De février 1941 à décembre 1942, Libé-Nord Tergnier oriente son action dans une triple direction : constitution de groupe francs (commandos), organisation d’un réseau de renseignements, distribution du journal « Libération ».

A partir de décembre 1942, les 1er et 2ème groupes de sabotage sont prêts, munis de tout le matériel nécessaire et d’un assez bon armement destiné à protéger leur action.

Le 1er groupe est chargé du sabotage ou de la destruction du matériel passant par les ateliers SNCF ; le 2ème groupe, du sabotage du matériel transporté par voie de chemin de fer dans le triage.

En janvier 1943, la constitution des 3ème et 4ème groupes est terminée.

Le 3ème groupe est chargé de saboter routes et lignes téléphoniques dans le secteur de Tergnier, le 4ème groupe dans le secteur de Liez.

A partir de janvier 1943, les actions de sabotage sont poussées activement dans tous les domaines et particulièrement les transports de matériel de guerre ennemis pour lesquels la mission est de saboter à tout prix.

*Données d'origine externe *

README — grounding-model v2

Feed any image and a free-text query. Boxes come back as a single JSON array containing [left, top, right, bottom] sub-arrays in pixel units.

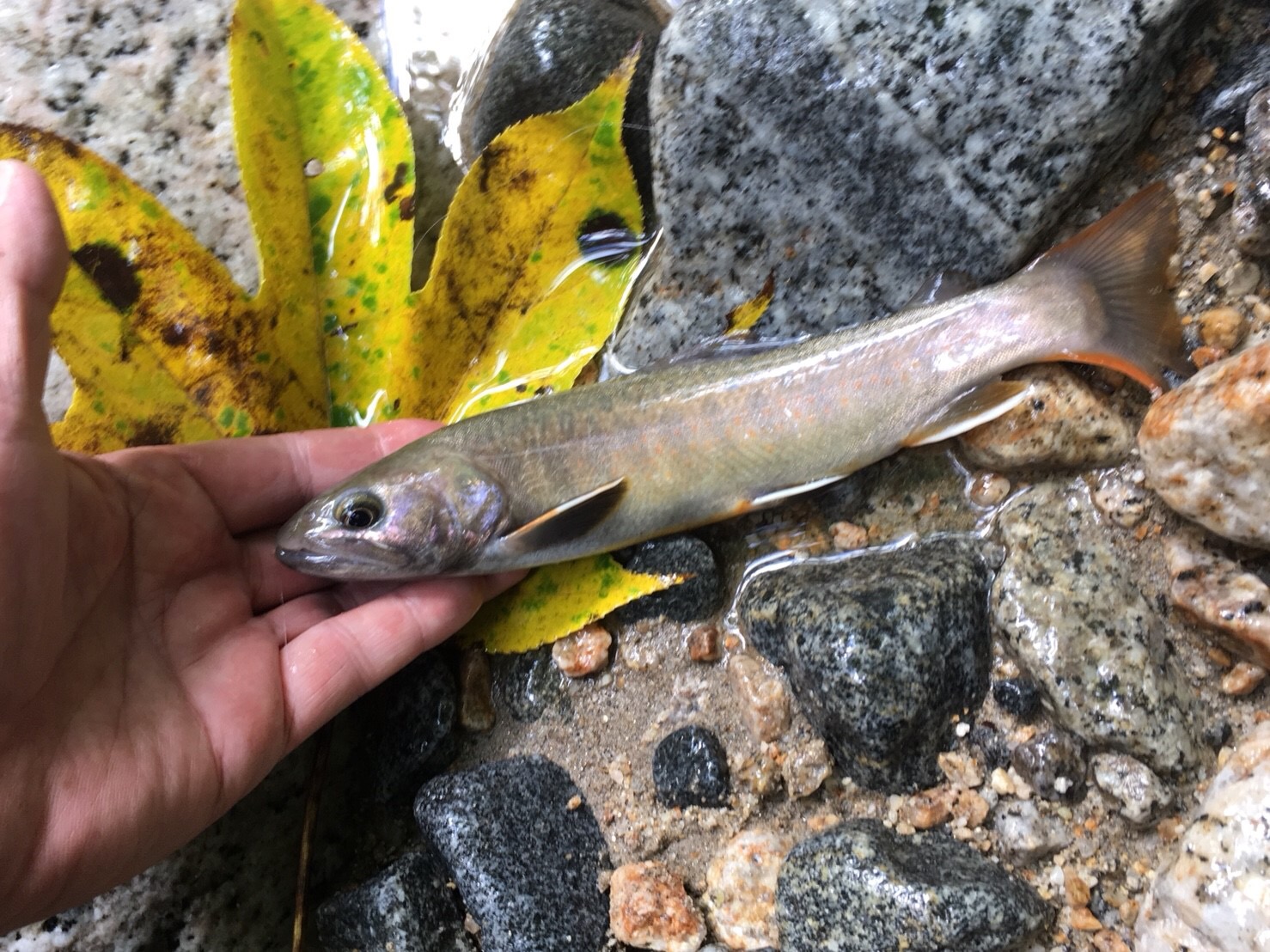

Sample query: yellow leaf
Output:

Il faut noter trois faits :

  1. de nombreux sabotages se font en coordination avec les différents groupes de la Résistance.
  2. des transports d’armes et de munitions ont lieu auprès d’autres groupes du département, même à Paris et dans certains centres importants. 
  3. la responsabilité de la diffusion de la presse clandestine (journal Libération) dans tout le département incombe à Libé-Nord Tergnier.

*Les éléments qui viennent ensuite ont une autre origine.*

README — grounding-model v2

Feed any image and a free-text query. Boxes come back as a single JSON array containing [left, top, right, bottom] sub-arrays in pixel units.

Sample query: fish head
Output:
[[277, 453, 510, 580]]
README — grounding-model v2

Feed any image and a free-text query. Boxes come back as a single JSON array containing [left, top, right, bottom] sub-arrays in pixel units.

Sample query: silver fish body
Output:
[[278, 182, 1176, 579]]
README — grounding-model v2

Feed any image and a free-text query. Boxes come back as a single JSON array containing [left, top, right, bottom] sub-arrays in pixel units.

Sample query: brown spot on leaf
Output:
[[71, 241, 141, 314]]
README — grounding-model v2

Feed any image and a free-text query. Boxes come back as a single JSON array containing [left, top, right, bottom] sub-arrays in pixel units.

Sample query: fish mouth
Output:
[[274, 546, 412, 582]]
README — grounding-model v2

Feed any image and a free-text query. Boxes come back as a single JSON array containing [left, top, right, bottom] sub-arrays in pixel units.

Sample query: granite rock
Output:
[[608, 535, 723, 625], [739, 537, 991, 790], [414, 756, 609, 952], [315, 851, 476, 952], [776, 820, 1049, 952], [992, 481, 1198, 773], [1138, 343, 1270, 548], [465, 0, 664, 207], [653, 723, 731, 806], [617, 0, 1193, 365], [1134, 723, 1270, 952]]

A noter aussi qu’après les bombardements de 1944 et la dispersion qui s’ensuit, certains membres de Libé-Nord, pour continuer le combat, se rattachent à des formations voisines de Résistance (O.C.M. en particulier).

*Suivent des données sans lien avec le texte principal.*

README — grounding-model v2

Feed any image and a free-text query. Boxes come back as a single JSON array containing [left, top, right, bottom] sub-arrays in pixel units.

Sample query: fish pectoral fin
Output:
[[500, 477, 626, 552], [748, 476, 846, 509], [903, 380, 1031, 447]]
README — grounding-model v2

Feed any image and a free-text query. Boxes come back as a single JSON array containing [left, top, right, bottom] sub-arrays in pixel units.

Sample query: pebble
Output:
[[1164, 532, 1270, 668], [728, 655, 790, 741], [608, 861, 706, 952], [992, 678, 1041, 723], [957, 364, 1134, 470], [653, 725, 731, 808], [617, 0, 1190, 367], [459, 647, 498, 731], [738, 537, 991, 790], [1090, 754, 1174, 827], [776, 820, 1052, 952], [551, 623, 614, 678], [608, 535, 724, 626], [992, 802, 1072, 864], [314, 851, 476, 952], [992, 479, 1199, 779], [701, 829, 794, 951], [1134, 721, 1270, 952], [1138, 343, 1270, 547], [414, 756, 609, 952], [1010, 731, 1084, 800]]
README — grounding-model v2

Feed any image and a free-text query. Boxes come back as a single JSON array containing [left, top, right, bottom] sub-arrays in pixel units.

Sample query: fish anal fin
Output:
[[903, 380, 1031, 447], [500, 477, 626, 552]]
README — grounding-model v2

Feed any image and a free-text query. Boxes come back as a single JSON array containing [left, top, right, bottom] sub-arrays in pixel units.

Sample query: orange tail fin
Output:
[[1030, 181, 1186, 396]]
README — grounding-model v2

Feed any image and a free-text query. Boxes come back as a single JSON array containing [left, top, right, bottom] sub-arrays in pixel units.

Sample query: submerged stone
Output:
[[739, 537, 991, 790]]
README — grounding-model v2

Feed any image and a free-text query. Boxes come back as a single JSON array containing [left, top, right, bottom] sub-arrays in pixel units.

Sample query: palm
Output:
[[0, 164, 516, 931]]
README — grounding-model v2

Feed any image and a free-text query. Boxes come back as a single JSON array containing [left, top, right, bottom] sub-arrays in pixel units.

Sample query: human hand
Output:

Les actions de Libé-Nord :

  • Janvier 1943 : sabotage de la sous-station du matériel roulant.
  • 1943 : Nombreux sabotages sur les rames 850 et les boîtes de graissage, nombreux sabotage de camions, avions, moteurs… transportés par wagons. 
  • Septembre 1943 : sabotage de la ligne à haute tension à Condren, effectué par scie à métaux et 4 pétards de cavalerie ; effectif engagé 12 hommes. 
  • Parachutage d’armes et munitions sur le terrain de Frières-Faillouël ; effectif engagé : 15 hommes, message radio de Londres « j’aime les frites ». 
  • Octobre 1943 : sabotage d’une aiguille, déraillement d’un train d’avions, déraillement de 5 machines… 
  • Novembre 1943 : sabotage de la grue de 32 tonnes entre Tergnier et Chauny ; effectif engagé : 13 hommes. 
  • Sabotage de la voie ferrée au kilomètre 127, 780, entre Tergnier et Chauny ; effectif engagé : 12 hommes. 
  • Sabotage de la ligne à haute tension à Condren, en janvier (16 hommes) et février (8 hommes). 
  • En mars 1944 : sabotage de la ligne de chemin de fer entre Tergnier et Chauny avec 16 hommes engagés. 
  • Le 6 juin 1944 : Les 4 groupes prennent le maquis à Beaumont en beine, pendant 6 jours, puis recommencent les actions de sabotage (en particulier de lignes téléphoniques et panneaux indicateurs). 
  • « Bouclage » de la ligne Paris-Bruxelles. 
  • 14 juillet : sabotage de la voie ferrée entre Tergnier et Chauny ; 8 hommes engagés. 
  • Attaque de l’ennemi : état de guérilla. 
  • Participation à la Libération de Ham, Liez, etc… 
  • Les sauvetages et rapatriements d’aviateurs alliés abattus, en liaison avec le réseau « La Comète » ; 
  • Les nombreuses émissions d’un poste radio clandestin, pendant 6 mois consécutifs, pour le compte du Comité National de la Résistance, etc.

Toutes ces actions entraînent une répression nazie impitoyable. Tergnier et ses environs paient un lourd tribut à l’occupant : fusillés, tués au combat, déportés rentrés ou décédés dans les camps de concentration, internés, représentent, hélas ! un nombre impressionnant.

Au titre de la guerre 1939-1945, Tergnier reçoit une Citation à l’ordre du Corps d’Armée (11.12.1948) :
« Localité du département, déjà presque entièrement rasée au cours de la guerre 1914-1918, centre ferroviaire important bombardé à deux reprises par les Allemands en Mai 1940. Au cours des mois qui ont précédé la libération du pays, a subi quatre nouveaux bombardements massifs de l’aviation alliée occasionnant la mort de 58 de ses habitants, la destruction totale de 407 immeubles et la destruction partielle de 1041 autres immeubles. 11 de ses fils ont été déportés, dont 7 sont morts dans les camps de concentration. Cette citation comporte l’attribution de la Croix de Guerre avec Etoile Vermeil ».